Mitchell v. Archibald, 971 S.W.2d 25, 29 (Tenn.Ct.App.1998).
The trial court accepted the expert testimony proffered by the plaintiffs. This testimony established that AMC-TN failed to manage LLC accounts according to generally accepted accounting principles. This failure constituted a material breach of the Management Agreement. A party who has materially breached a contract cannot recover on the contract. Nevertheless, under proper conditions and upon carrying the burden of proof as to the value of services rendered under the contract, he may recover in quantum meruit. The rule is:
Even though a contract be entire, the party who breaches the same may recover of the other party, as on a quantum merit, the value of benefits conferred on such other party by partial performance - these benefits being accepted and retained. Any damage, of course, which the party not in default suffered by the breach also to be taken into account.

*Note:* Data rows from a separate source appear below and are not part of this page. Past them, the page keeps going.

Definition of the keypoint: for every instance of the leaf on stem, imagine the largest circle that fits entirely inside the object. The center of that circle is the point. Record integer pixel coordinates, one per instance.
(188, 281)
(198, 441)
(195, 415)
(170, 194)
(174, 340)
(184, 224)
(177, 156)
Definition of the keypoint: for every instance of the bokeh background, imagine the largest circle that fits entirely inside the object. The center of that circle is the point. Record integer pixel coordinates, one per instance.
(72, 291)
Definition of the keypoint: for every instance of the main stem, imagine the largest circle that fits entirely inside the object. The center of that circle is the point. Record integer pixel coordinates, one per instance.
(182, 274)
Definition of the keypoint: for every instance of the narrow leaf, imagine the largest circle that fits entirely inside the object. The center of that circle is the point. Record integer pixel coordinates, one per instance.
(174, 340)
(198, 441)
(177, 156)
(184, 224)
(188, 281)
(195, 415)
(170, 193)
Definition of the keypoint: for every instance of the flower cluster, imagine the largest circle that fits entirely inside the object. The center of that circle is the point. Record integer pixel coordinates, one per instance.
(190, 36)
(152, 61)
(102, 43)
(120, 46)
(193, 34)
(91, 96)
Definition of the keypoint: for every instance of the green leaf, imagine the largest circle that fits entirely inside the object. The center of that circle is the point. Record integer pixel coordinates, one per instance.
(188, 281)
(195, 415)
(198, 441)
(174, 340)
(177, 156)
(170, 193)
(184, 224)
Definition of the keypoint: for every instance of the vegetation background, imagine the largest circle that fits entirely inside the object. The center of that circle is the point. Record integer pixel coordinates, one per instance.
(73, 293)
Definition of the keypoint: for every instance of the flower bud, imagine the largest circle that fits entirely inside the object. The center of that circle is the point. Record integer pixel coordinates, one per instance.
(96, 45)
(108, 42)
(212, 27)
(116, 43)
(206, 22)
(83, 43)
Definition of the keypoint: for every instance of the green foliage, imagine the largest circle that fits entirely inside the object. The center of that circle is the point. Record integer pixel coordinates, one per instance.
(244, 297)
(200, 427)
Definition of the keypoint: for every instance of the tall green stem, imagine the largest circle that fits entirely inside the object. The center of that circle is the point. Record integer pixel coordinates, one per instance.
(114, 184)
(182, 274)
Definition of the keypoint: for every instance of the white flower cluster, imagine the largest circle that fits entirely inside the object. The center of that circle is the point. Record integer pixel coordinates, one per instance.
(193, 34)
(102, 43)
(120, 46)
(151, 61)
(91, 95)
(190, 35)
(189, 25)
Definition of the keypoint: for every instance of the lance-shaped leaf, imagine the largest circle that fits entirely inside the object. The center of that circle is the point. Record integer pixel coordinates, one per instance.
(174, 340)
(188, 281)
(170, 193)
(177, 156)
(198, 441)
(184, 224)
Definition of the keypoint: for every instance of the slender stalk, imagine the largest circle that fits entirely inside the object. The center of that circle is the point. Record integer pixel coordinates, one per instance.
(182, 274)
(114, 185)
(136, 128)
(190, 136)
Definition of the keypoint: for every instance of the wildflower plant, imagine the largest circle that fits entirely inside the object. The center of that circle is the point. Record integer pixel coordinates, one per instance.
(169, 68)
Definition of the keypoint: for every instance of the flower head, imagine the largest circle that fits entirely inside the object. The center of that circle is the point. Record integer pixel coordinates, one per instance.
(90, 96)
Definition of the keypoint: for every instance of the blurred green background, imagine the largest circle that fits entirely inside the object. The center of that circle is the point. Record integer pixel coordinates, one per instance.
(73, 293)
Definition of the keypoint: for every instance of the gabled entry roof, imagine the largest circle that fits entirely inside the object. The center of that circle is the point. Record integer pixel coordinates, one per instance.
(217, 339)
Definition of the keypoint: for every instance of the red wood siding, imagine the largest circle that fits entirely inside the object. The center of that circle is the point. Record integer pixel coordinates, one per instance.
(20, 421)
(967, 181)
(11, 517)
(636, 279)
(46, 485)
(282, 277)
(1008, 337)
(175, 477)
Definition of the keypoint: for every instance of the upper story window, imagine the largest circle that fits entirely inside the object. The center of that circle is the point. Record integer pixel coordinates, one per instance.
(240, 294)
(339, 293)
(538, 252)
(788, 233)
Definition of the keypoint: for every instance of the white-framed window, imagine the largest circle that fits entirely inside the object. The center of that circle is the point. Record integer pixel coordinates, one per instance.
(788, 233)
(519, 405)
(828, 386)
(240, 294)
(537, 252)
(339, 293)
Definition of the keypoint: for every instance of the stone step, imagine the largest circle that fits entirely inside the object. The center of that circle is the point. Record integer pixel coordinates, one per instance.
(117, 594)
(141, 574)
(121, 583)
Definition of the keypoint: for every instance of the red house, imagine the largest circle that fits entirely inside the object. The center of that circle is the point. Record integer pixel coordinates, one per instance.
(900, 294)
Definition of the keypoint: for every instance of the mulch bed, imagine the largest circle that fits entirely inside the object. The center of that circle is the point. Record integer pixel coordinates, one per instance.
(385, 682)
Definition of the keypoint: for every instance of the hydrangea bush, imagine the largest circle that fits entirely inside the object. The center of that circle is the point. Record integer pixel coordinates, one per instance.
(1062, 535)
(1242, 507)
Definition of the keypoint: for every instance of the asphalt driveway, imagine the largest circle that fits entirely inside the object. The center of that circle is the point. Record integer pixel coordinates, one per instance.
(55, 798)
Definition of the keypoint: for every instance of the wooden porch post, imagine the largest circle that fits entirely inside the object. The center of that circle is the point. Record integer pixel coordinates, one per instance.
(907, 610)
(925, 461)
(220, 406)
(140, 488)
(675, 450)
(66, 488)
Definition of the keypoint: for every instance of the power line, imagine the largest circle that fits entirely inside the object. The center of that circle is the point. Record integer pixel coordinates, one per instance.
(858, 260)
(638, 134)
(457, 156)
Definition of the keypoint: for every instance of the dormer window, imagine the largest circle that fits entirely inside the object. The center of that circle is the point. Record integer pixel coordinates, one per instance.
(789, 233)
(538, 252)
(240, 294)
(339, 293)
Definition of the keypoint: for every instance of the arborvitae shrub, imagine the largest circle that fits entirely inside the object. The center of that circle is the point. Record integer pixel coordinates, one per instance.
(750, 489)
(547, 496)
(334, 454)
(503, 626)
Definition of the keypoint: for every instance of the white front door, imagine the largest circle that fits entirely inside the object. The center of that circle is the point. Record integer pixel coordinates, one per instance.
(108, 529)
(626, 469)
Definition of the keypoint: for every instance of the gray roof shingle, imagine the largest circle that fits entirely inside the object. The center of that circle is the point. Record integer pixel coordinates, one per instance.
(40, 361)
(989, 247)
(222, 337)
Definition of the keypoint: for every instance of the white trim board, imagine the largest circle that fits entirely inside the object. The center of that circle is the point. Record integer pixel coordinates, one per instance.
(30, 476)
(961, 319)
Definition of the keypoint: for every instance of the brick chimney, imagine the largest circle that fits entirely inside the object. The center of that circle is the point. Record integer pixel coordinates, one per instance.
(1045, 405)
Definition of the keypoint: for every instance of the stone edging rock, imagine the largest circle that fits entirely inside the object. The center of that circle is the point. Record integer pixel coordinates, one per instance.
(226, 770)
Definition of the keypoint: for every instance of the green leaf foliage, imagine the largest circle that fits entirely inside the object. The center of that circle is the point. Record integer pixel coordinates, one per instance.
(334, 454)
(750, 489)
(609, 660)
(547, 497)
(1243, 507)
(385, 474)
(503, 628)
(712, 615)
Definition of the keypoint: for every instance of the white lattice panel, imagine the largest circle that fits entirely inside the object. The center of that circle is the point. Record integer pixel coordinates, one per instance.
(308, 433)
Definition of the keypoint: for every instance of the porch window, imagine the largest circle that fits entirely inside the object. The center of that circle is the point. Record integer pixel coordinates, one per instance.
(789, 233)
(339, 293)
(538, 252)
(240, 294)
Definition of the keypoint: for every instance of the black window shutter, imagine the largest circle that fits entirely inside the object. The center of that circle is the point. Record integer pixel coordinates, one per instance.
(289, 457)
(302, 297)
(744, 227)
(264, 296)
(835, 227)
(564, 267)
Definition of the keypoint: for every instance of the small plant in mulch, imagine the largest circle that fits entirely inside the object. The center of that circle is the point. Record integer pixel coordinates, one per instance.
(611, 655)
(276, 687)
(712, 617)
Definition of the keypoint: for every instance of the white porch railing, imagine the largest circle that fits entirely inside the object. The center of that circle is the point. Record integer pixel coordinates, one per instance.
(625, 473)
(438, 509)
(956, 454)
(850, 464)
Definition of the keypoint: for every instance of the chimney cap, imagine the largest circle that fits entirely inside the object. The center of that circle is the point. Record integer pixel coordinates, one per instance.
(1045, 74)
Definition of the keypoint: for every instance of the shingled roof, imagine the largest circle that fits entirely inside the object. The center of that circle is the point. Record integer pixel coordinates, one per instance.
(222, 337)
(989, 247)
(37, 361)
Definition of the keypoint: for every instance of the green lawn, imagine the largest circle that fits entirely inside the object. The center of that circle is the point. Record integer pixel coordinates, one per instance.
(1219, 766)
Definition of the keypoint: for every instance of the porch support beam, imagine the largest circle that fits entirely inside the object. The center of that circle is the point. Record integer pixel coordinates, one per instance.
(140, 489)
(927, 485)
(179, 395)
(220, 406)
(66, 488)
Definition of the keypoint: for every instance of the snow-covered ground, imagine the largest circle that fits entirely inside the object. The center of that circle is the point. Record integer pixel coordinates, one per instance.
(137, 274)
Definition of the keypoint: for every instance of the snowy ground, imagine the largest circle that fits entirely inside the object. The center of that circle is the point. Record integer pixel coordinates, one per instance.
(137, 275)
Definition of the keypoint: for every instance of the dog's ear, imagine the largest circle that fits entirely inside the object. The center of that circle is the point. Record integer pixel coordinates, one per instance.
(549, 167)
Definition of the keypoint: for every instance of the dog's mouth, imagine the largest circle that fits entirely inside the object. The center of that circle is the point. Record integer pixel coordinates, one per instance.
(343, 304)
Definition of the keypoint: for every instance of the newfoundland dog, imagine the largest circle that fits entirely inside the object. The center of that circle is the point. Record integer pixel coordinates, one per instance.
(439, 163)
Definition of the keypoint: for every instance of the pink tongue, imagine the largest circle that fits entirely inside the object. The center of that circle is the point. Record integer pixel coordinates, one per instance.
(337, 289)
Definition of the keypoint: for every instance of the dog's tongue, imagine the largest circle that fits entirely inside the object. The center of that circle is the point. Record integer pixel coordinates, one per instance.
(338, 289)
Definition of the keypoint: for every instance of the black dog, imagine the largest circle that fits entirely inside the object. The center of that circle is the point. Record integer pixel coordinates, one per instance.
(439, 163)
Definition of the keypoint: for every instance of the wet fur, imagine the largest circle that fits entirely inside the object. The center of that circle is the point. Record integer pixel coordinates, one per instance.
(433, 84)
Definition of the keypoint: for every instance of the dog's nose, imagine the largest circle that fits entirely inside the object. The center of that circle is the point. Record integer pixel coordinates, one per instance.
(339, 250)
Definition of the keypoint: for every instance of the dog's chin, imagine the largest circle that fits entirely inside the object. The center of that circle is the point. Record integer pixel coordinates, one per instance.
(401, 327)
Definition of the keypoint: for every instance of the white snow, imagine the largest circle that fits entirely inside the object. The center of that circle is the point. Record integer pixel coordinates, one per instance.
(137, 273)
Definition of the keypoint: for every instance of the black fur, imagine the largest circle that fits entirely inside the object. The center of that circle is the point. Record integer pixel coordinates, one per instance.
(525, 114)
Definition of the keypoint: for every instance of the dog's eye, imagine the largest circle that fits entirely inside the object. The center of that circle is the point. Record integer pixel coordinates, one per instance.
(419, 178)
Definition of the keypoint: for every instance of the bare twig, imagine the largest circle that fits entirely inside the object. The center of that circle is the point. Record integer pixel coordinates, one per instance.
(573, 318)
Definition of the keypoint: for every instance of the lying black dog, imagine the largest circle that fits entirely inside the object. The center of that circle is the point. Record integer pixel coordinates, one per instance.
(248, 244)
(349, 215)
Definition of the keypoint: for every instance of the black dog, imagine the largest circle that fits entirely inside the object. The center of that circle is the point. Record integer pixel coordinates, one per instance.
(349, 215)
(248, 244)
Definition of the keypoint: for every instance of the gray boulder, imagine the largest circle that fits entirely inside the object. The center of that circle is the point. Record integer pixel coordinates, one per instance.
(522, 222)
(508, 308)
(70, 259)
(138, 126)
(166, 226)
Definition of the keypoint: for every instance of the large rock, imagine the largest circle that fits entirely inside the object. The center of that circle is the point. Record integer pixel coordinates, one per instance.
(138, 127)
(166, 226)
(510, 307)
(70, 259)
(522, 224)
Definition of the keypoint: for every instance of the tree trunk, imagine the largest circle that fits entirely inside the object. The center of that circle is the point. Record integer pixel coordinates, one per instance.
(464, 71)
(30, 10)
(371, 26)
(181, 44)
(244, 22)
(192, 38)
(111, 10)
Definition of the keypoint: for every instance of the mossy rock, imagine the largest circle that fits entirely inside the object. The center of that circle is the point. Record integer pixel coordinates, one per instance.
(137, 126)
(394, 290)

The law is frequently so applied in cases which involve building contracts and contracts for personal services. Stump v. Estill, 7 Tenn. (Peck.) 175; Elliott v. Wilkinson, 16 Tenn. (8 Yerg.) 411; Porter v. Woods, 22 Tenn. (3 Humph.) 56, 39 Am.Dec. 153; Barker v. Reagan, 51 Tenn. (4 Heisk.) 590, 596; Bush v. Jones, 2 Tenn.Ch. 190; Jones v. Jones, 32 Tenn. (2 Swan) 605; Congregation of Children of Israel v. Peres, 42 Tenn. (2 Cold.) 620; Massey v. Taylor, Wood & Co., 45 Tenn. (5 Cold.) 447, 98 Am.Dec. 429; Hunter v. Litterer & Cabler, 60 Tenn. (1 Baxt.) 168; Bruce v. Baxter, 75 Tenn. (7 Lea) 477.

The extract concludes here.